Druid Scan, get next batch

Hi All,

I am trying get records in a batch using scan, but I am confused about how to get the next batch?

For the below request how to, how to get next set of 5 records,

{

“queryType”:“scan”,

“dataSource”:“my_datasource”,

“intervals”:[“2018-05-17/2020-03-30”],

“batchSize”: 1000,

“limit”: 5

}

Regards,

Kiran

Hi Kiran,

The Scan query returns raw Apache Druid rows in streaming mode. As you have put the limit condition in the query that means you are limiting the row returned to just 5 .

batchSize: The maximum number of rows buffered before being returned to the client. Default is 20480
limit: How many rows to return. If not specified, all rows will be returned.

For more details on scan queries and available options please read Druid Scan Queries .

Thanks and Regards,

Vaibhav

Hi Vaibhav,

Thank you for the response. If the caller (client) can process only n number of records (limit), what should be the next rest call?

Is there an id with which client can get next set of records. I am thinking in line with the Elastic search Scroll query.

https://www.elastic.co/guide/en/elasticsearch/reference/current/search-request-body.html#request-body-search-scroll

Regards,

Kiran

Hi Kiran,

Have you found any workaround to this problem about getting the next batch using scan query? We are facing exactly same situation.

Thanks.

Hi Kiran,

Could you please help me in understanding your problem.

From 0.17 version onwards select query is replaced with scan . I understand that select have the feature to get data batch by batch , but this infact clog the broker heap . So this feature is replaced with scan query where the data is streamed back to broker. This is highly efficient and effective . Often select helps in the pagination by splitting the data to multiple batches . But with scan this need to be done by the client side.

I would like to understand the way you fire ur scan query. Is it using JDBC or rest end point ?

Hi Tijo,

Can you guide if you have anything in mind on how to get next batch using Scan? As you said, that has to done by client, do you have any suggestions here?

Hi Kiran,
I assume that you are using the rest api to query, at least for scan query .

As I understand when you fire your query with a batch size , the broker will execute a sync call to historical and then each historical will return the results in a batch size mentioned in the query . The results are streamed to the broker . As the client consumes the records, the next set of records are streamed from historical . You can also fire the queries to historical if you want to increase the parallelism.

From the client side, you can read this data in a streaming fashion.

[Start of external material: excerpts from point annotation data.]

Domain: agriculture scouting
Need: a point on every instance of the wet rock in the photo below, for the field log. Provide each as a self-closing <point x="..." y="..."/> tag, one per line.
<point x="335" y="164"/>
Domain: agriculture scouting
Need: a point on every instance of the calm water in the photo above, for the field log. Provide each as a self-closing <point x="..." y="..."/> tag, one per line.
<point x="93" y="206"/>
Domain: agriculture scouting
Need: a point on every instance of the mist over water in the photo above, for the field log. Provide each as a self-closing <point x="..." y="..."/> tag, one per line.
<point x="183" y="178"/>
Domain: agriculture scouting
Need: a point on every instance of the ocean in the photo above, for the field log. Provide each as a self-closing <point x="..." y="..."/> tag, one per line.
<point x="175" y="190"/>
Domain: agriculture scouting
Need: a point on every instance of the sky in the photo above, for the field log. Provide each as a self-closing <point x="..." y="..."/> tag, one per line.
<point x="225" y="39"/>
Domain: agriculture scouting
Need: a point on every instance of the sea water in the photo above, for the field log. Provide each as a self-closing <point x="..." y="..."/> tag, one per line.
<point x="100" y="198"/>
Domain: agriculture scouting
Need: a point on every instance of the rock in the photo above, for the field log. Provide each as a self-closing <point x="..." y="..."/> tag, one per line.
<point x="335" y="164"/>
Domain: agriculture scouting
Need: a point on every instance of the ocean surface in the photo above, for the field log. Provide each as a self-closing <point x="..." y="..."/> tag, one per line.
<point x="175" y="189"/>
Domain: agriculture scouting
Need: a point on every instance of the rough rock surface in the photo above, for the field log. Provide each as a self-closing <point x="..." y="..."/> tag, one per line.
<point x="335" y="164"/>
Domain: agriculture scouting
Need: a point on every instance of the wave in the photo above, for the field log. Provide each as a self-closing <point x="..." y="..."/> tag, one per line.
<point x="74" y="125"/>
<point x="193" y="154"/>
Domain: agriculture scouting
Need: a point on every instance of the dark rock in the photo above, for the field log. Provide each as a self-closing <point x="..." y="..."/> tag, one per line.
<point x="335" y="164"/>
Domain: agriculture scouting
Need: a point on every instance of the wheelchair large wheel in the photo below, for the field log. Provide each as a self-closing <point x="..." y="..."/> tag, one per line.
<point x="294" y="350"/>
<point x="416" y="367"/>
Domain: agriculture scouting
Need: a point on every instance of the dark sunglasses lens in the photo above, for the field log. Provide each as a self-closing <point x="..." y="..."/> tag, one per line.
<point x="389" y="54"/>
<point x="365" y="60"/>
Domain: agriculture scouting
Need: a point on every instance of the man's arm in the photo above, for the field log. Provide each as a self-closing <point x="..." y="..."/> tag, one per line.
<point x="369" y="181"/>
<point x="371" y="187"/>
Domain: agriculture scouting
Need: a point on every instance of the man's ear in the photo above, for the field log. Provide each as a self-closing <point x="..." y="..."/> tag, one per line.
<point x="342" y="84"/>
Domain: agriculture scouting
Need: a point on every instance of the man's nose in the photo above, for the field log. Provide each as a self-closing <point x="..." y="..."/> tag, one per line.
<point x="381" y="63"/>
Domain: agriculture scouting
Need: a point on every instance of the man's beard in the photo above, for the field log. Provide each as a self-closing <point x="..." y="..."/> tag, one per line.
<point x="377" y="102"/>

What i do while writing a client program , I assume the response stream has unlimited data and read the stream based on the clients capability .

I have a crude implementation of reading data from a scan query https://github.com/tijoparacka/DruidExperiments/blob/master/executeScanquery/src/main/java/io/druid/example/scanquery/ScanRequest.java

This implementation just read the data in streaming way but do nothing. Not sure if this is helpful.

I am not sure how to leverage the client program if used with JDBC.

Hope this is helpful